Selama itu Kartini tidak bertopang dagu. la menulis artikel-artikel a.l. dalam majalah “de Echo". Untuk memenuhi permintaan ayahnya ia menggunakan nama samaran “Tiga Saudara". Tetapi akhirnya orang toh tahu juga.
“Cis, seorang gadis menulis karangan yang dibaca semua orang, tak tahu malu.” Bahasanya lancar. Beberapa suratkabar memuat karangan Kartini sebagai reklame. Aneh bukan, seorang gadis “Inlander"'pandai menulis dalam bahasa Belanda.
Sesudah keinginannya pergi ke Eropa gagal, Kartini mula-mula ingin menjadi dokter. Ayahnya tak setuju. Tujuh tahun terlampau lama untuk gadis yang sudah berumur lebih dari 20 tahun. Mereka akan menga jukan permohonan beasiswa untuk dididik menjadi guru di Jakarta.
Baca juga:Riana dan Riani, Kartini Kembar yang Selalu Menghiasi Terbang Paralayang Indonesia
Selama menunggu jawaban, mereka dirikan sebuah sekolah yang bercorak kekeluargaan. Untuk sementara tak diharapkan campur tangan pemerintah, supaya jangan terikat syarat-syarat tertentu. Bila kemudian mendapat subsidi, apa boleh buat.
Seorang janda berpangkat, yang sudah berumur akan mendampingi mereka. la juga akan memberi pelajaran agama. Sebagai wanita yang belum bersuami tak pantas tampil kemuka umum seorang diri.

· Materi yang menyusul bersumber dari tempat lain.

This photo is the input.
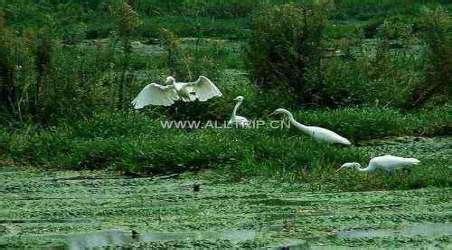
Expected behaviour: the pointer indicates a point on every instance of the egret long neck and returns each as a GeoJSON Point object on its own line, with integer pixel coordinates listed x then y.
{"type": "Point", "coordinates": [302, 127]}
{"type": "Point", "coordinates": [237, 105]}
{"type": "Point", "coordinates": [361, 169]}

Jika kemudian sudah lulus, menurut rencana mereka akan mendirikan sekolah di Magelang atau Salatiga. Pilihan jatuh pada kota-kota itu karena ada banyak dokter-dokter militer. Mereka akan membuka kursus untuk mendidik dokter-dokter wanita, perawat dan bidan dengan bekerja sama dengan dokter-dokter itu.
Sebelum pemerintah mengambil putusan orang lain sudah mendahului. Pada tanggal 27 Juni 1903 datang seorang utusan Bupati Rembang untuk meminang Kartini. la ditinggalkan isterinya dan mempunyai beberapa anak. Orang tua Kartini sangat menjetujui perjodohan itu.
Kartini menyerah. Calon suaminya seorang yang berjiwa progressip. la bersedia memberi kelonggaran pada bakal isterinya untuk meneruskan perjuangannya, juga sesudah pernikahan mereka.
Tanggal 7 Juli keluar putusan pemerintah, Kartini dan Roekmini mendapat tunjangan f 4800 untuk meneruskan pelajarannya di Jakarta.
Karena mereka tak dapat menggunakan kesempatan itu, Kartini minta pada pemerintah apakah sekiranya tunjangan itu dapat diberikan pada Salim hasratnya yang besar untuk belajar di Eropa mendjadi dokter.
Rupa-rupanya permintaan itu ditolak, Salim tidak beladjar di negeri Belanda.